I am sure some of the methods I mentioned are currently being used with other innovative techniques and AA. I have asked on this thread before about what would have to happen to say that AA has run its course in America. The answers I have received have been open ended where AA could run forever so I have been hoping that someone who believes that AA is still needed could come up with a metric, a timeline, or any possible outcome besides the courts knocking down the practice. Because a big part of the problem is that there is no end in sight for the practice of racial preferences when I talk to others who oppose the practice. I am an opponent because I believe that the only way to racial progress/unity long term and to improve achievement in URM students is to remove race, although URMs would pay the price (especially early on). No method that I have seen would get URMs back to the numbers of students currently selected using racial preferences, but I can see the writing on the wall. The current road will eventually lead to the SCOTUS knocking racial preferences down. And if that happens without creative alternative solutions (that don’t involve race), the number of URM students at elite institutions would be decimated.
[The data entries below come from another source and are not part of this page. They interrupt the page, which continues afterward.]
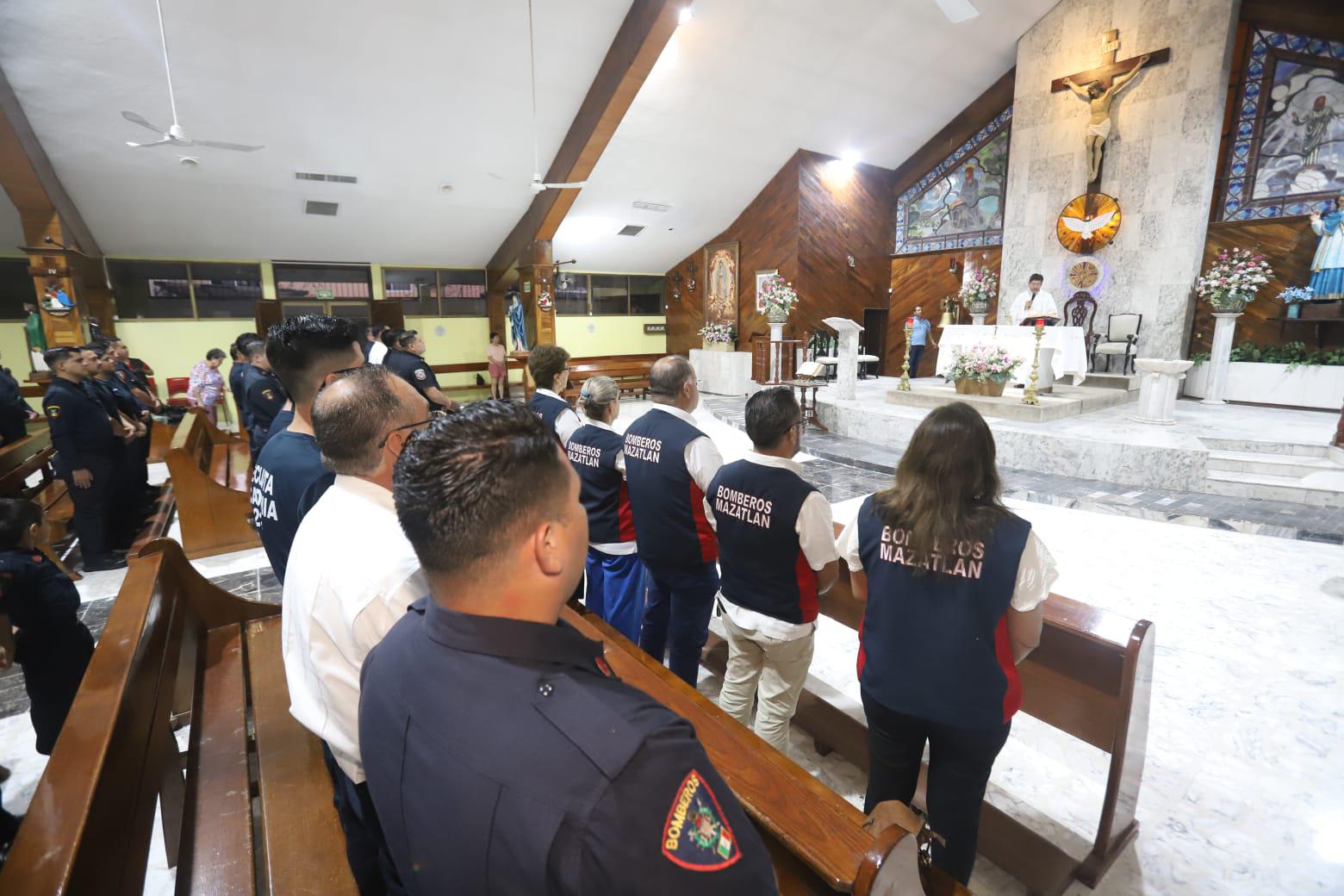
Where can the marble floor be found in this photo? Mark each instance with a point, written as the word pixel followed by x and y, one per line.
pixel 1242 790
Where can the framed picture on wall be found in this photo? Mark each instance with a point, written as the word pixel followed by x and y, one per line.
pixel 720 283
pixel 761 276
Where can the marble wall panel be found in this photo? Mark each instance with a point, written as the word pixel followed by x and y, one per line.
pixel 1160 159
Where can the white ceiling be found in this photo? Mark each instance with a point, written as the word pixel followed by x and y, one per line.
pixel 412 94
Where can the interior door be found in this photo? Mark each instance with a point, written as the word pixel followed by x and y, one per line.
pixel 874 336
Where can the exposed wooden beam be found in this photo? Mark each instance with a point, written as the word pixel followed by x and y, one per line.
pixel 638 43
pixel 26 173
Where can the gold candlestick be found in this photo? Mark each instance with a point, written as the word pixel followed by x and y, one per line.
pixel 905 367
pixel 1029 395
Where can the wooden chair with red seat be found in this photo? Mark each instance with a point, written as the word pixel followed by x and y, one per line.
pixel 177 387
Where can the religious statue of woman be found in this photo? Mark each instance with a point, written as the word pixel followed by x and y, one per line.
pixel 1328 264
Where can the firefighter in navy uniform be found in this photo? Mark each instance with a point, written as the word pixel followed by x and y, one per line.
pixel 554 775
pixel 86 453
pixel 264 396
pixel 53 645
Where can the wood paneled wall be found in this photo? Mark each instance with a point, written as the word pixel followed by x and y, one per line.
pixel 1288 245
pixel 804 223
pixel 926 280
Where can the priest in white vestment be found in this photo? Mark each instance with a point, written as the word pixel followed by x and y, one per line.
pixel 1032 302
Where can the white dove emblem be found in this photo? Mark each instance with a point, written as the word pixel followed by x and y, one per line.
pixel 1087 227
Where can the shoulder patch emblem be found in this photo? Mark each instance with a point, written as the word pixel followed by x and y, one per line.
pixel 695 835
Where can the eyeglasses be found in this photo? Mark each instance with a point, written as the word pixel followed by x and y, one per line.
pixel 433 415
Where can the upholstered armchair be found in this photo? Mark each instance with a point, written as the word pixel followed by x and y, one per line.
pixel 1121 339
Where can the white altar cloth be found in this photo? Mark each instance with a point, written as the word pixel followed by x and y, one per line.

I am not a fan of AA either as its simply causes divisiveness and gives an advantage to someone who was simply born into a particular race. I am a huge fan of social mobility however, and would love to see AA go away in favor of those who have been disadvantaged by their socio/economic status regardless of race. Maybe that is starting to happen.

“Maybe that is starting to happen.”

Actually, it has been happening for the last ten years. Elite schools have all advertised how much increase in percentage of their freshmen is First Gen and low income each cycle; At Stanford for example, the First Gen is 17.9% of the freshman class. If you include low income the FGLI percentage at elite schools is probably north of 30%. The FGLI was not designed to replace AA and probably never will.

To proponents of AA as long as the proportion of racial representation does not reflect those in general population there is need for the continuation or creation of AA. I just hope that someday people will get used to the fact that there will be disproportionate representation of race/ethnicity in many human endeavors and there is just no way to social-engineer the outcomes.

The metric I hear most often is representation proportional to population. Or population of graduating HS seniors.

Something like the process as it pertains to women who were under-represented and then achieved parity (and beyond, now, to the point that they are penalized in admissions to most colleges, except those with “tech” as a focus).

What is likely the actual metric for any individual college is that the racial/ethnic mix of its students is such that it is reasonably attractive to the most desirable range of potential applicants, donors, and employers hiring graduates, while not attracting negative publicity or lawsuits or being seen as unfriendly, unfair, or undesirable to some potential applicants, donors, or employers. Public colleges also have to consider general political pressures on the subject in the state government and voting population (or they may be required to have specific policies by the state government).

Colleges often believe that most students prefer to have an evenly gender-balanced group of students to attend college with, and often believe that such preference tends to override any fairness complaints by those of the disadvantaged gender.

Obviously, more selective colleges tend to have more ability to manipulate racial/ethnic and gender ratios since they have plenty of applicants with top-end academic credentials, unlike less selective colleges that have to take what they can get in terms of academic credentials. But the more selective colleges tend to face more marketing pressure, since applicants are more likely to have more choices, unlike those who may apply to less selective colleges.

In some cases, it may be impossible for a given college to satisfy all of these competing marketing goals with respect to student demographics.